Gold medal swimmer says it isn't easy to decide whether to retire (PHOTO courtesy of Joshdavis.com)
Josh Davis knows exactly what Michael Phelps is going through.
Phelps has completed his swimming in the 2012 Olympics in London, and now Phelps is considering whether to retire or to return to compete in 2016.
That was the decision Davis, a five medal winning swimmer who was a champion in both of the 1996 and 2000 Olympics, and a world record holder, had to decide in 2000.
"It becomes much a part of your routine and community and identity, I think it's actually easier if you have an injury," Davis told 1200 WOAI's Michael Board.
Davis, who turns 40 next month, was just as golden in the 1990s' as Phelps is today, with a boat load of Olympic medals and world championships under his belt. But he says the decision to retire after the 2000 games was the toughest he's ever made.
"I still miss it," he said. "Every day I dream about a comeback. It is still possible to compete at a world class level in your late thirties and even your forties."
And he says that's what makes it so difficult to decide to walk away when you're at the top of your game. He says individual sports like swimming are different from beign a player in tem sports, becasue in tem sports you have the team to give you hints when it's time to move on. Swimmers have to make the decision all by themselves.

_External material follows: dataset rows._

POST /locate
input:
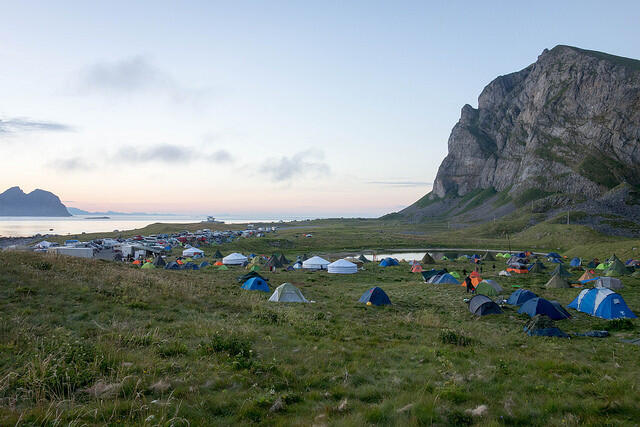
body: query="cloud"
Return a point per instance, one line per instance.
(401, 183)
(137, 75)
(71, 164)
(309, 162)
(169, 153)
(16, 125)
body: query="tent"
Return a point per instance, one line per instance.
(426, 275)
(287, 293)
(607, 282)
(256, 284)
(557, 282)
(560, 271)
(542, 306)
(191, 252)
(602, 302)
(234, 259)
(417, 268)
(488, 256)
(274, 261)
(250, 275)
(283, 260)
(388, 262)
(342, 266)
(520, 296)
(489, 287)
(172, 266)
(481, 305)
(444, 279)
(159, 261)
(375, 296)
(218, 255)
(616, 268)
(315, 263)
(537, 267)
(587, 276)
(428, 259)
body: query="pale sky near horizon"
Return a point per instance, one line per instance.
(264, 108)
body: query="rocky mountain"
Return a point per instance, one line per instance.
(563, 132)
(14, 202)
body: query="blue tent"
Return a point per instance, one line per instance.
(602, 302)
(388, 262)
(542, 306)
(375, 296)
(520, 296)
(444, 279)
(256, 284)
(172, 266)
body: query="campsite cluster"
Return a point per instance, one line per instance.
(600, 300)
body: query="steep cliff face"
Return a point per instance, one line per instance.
(14, 202)
(569, 123)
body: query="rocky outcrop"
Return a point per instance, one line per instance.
(14, 202)
(567, 124)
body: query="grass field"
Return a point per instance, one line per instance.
(94, 342)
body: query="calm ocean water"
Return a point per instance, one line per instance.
(28, 226)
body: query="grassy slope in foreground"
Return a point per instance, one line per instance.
(108, 343)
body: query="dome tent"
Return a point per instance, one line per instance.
(256, 284)
(602, 302)
(315, 263)
(542, 306)
(342, 266)
(234, 259)
(287, 293)
(481, 305)
(375, 296)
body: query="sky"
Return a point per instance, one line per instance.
(320, 109)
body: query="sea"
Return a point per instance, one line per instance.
(77, 224)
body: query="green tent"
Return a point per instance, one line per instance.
(537, 267)
(428, 259)
(616, 268)
(557, 282)
(489, 288)
(560, 271)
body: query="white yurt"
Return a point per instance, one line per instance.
(315, 263)
(342, 266)
(234, 259)
(191, 252)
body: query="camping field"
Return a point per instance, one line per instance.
(95, 342)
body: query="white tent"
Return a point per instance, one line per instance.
(287, 293)
(234, 259)
(191, 252)
(609, 282)
(315, 263)
(342, 266)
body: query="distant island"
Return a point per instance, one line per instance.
(15, 202)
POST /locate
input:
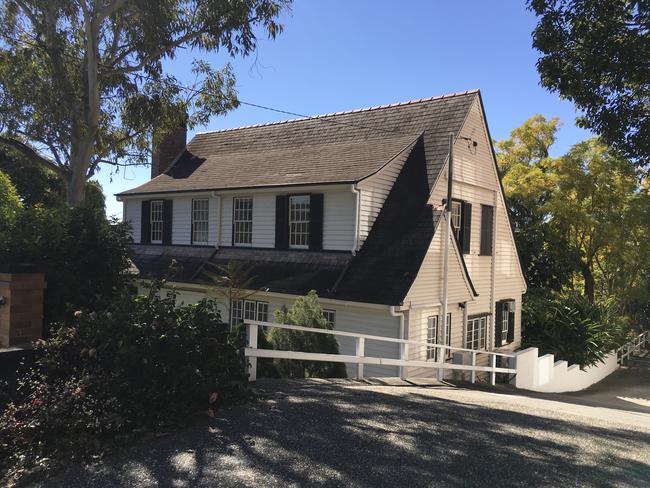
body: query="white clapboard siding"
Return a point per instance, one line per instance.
(338, 221)
(213, 218)
(264, 220)
(182, 221)
(133, 215)
(427, 286)
(349, 318)
(373, 193)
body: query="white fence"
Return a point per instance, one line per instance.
(544, 374)
(360, 359)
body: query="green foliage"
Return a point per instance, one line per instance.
(89, 85)
(595, 53)
(83, 254)
(10, 206)
(142, 364)
(306, 312)
(572, 328)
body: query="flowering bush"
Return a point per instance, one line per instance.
(141, 364)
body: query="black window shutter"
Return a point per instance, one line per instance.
(168, 208)
(282, 222)
(316, 222)
(498, 316)
(466, 224)
(145, 222)
(487, 229)
(511, 322)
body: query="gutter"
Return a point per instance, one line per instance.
(357, 216)
(400, 314)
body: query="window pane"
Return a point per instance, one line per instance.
(242, 221)
(299, 215)
(262, 311)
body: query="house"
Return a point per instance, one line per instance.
(348, 204)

"When you still have the physical ability to stil train, to still compete on a world level, and you're making money doing it, it becomes very difficult to know when to retire," he said.
Phelps has said he may return for the 2016 Olympics in Rio, but he remains uncertain.
If Phelps wants to see what life is like after retirement, Davis is a good role model. The Churchill High School product and San Antonio Sports Hall of Fame member now has a crowded schedule as a motivational and Christian speaker. He also leads an annual swimming clinic and does television work.